All-Ireland Minor Hurling Championship 1978

All Ireland Champions
- Winners: Cork (13th win)
- Captain: Pat Murphy

All Ireland Runners-up
- Runners-up: Kilkenny
- Captain: Pierce Phelan

Provincial Champions
- Munster: Cork
- Leinster: Kilkenny
- Ulster: Not Played
- Connacht: Not Played

= 1978 All-Ireland Minor Hurling Championship =

The 1978 All-Ireland Minor Hurling Championship was the 48th staging of the All-Ireland Minor Hurling Championship since its establishment by the Gaelic Athletic Association in 1928.

Kilkenny entered the championship as the defending champions.

On 3 September 1978 Cork won the championship following a 1-15 to 1-8 defeat of Kilkenny in the All-Ireland final. This was their 13th All-Ireland title and their first in four championship seasons.

==Results==
===Munster Minor Hurling Championship===

Final

30 July 1978
Tipperary 3-6 - 1-14 Cork
  Cork: D Murphy 1-4, J Hartnett 0-7, S O'Gorman 0-1, T McCarthy 0-1, J Ahearne 0-1.
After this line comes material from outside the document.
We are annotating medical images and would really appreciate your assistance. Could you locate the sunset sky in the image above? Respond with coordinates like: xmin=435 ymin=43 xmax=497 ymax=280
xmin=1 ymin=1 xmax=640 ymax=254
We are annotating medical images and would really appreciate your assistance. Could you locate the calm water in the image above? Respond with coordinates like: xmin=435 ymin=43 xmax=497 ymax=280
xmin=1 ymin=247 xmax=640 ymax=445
===All-Ireland Minor Hurling Championship===

Semi-final

6 August 1978
Kilkenny 3-13 - 1-8 Galway
  Kilkenny: B McEvoy 1-8, W Purcell 1-2, J Holland 1-0, P Gannon 0-1, J Moriarty 0-1, E Crowley 0-1.
  Galway: P Hurney 1-1, S Dolan 0-4, M Ruane 0-1, M McCormack 0-1, M Fahy 0-1.

Final

3 September 1978
Cork 1-15 - 1-8 Kilkenny
  Cork: S O'Gorman 1-2, G O'Regan 0-4, S Cashman 0-2, D Murphy 0-2, L Lynch 0-2, J Hartnett 0-2, T McCarthy 0-1.
  Kilkenny: E Crowley 1-1, P Gannon 0-2, B McEvoy 0-2, M Heffernan 0-1, W Purcell 0-1, M Cleere 0-1.